Hey all,
For a few months now, my EcoSmart BR30 light bulbs which are in ZHA groups per room have been unreliable, occasionally seeming to lock up and not responding to commands to turn on/off or to change color/brightness. If I wait a few seconds and try again, usually it’ll go back to normal. It seems to be worst when I do multiple commands in quick sequence, like turning off right after I turn on. This issue doesn’t seem to reproduce when I control an individual bulb within the group, even when toggling really quickly. These bulb groups were working very reliably for a few months after moving into this house in June and getting these new bulbs all set up, but maybe some time around September or October this problem first started. I don’t know exactly when, unfortunately today has been my first free day to sit down and reach out for help. It has persisted through several HA updates and of course restarts.
I am running HA 2021.1.5 in a Docker container on a Linux desktop, using ZHA for Zigbee, with the HUSBZB-1 USB stick for Zigbee and Z-Wave.
My first suspicion was that this was a reception problem, as the house is large and old and we had WiFi reception issues due to some really thick and heavy walls, and the server with USB stick is in the basement. However, I tried a few things to address this with no change:
(1) I attached my Zigbee USB stick to a USB extender and taped the stick high on the wall, away from my computer.

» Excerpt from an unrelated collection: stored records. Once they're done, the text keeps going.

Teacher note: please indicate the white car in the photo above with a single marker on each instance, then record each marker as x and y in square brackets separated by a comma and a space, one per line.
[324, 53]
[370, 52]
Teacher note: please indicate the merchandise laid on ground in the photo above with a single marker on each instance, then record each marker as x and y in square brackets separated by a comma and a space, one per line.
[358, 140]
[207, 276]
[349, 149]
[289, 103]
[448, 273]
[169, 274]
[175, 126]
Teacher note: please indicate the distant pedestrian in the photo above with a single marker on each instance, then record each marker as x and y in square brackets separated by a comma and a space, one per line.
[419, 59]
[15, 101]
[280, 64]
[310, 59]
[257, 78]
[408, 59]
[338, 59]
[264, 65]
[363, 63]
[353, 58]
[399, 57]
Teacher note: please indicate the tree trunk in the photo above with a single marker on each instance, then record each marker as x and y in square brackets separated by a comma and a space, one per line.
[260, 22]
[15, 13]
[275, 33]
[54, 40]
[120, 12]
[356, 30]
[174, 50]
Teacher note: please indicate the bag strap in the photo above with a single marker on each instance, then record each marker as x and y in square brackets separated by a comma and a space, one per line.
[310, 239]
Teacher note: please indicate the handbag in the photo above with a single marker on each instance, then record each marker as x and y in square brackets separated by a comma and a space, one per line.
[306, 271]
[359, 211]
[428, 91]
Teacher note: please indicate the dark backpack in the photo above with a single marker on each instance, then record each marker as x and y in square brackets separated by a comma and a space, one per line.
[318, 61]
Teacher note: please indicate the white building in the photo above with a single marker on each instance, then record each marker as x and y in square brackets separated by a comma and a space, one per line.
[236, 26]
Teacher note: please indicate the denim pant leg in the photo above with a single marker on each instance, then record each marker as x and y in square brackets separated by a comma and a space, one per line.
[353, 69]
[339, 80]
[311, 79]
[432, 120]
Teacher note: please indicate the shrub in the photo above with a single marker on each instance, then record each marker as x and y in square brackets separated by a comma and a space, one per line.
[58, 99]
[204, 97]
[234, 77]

(2) I found that the Zigbee channel that the stick was using overlapped in frequency with WiFi 2.4GHz channel 1, and at the time my WiFi was using channel 1 for 2.4GHz (on auto mode), so I configured my WiFi auto channel selector to exclude channel 1 and only choose from channels 6 or 11. Analyzing the nearby WiFi signals shows that none of my neighbors have strong channel 1 signals nearby that should be affecting anything.
Some other evidence further suggests that reception is not the issue:
(1) The overhead bulbs in my basement, right next to my Zigbee USB stick with no walls or any other form of interference between them, exhibit the same issue just as often as anywhere else in the house.
(2) When the issue happens, it applies the same to all bulbs in the group. I’m not familiar with the deep implementation details of Zigbee multicast, but if there were reception issues I’d sometimes expect some members of the group to receive the message and others wouldn’t, even if they’re in the same room.
My current suspicion is some sort of software issue, either in the bulbs themselves (but why would it start after a few months?) or in ZHA (I wish I had taken more notice of if this happened after a HA upgrade). I have turned on ZHA debug logging, reproduced the issue, and captured this: http://sprunge.us/K1k0ts
If you search for APS_DEFRAG_DEFERRED
, I believe that’s the timing where the issue occurred. Previous times that I’ve attempted to debug this using the logs, I’ve seen the same status code come up when the issue happens.
Around this same time, I noticed that my hand-rolled adaptive/Circadian lighting setup started to turn on these bulbs and they’d be an incorrect lighting temperature, and then later on they’d be updated, which leads me to believe that the “turn on” command for these bulbs under the hood ends up being one which turns the light on and then another that sets the temp/brightness, and that often the first command would succeed then the second would fail.
What do you think? Thank you in advance for your help!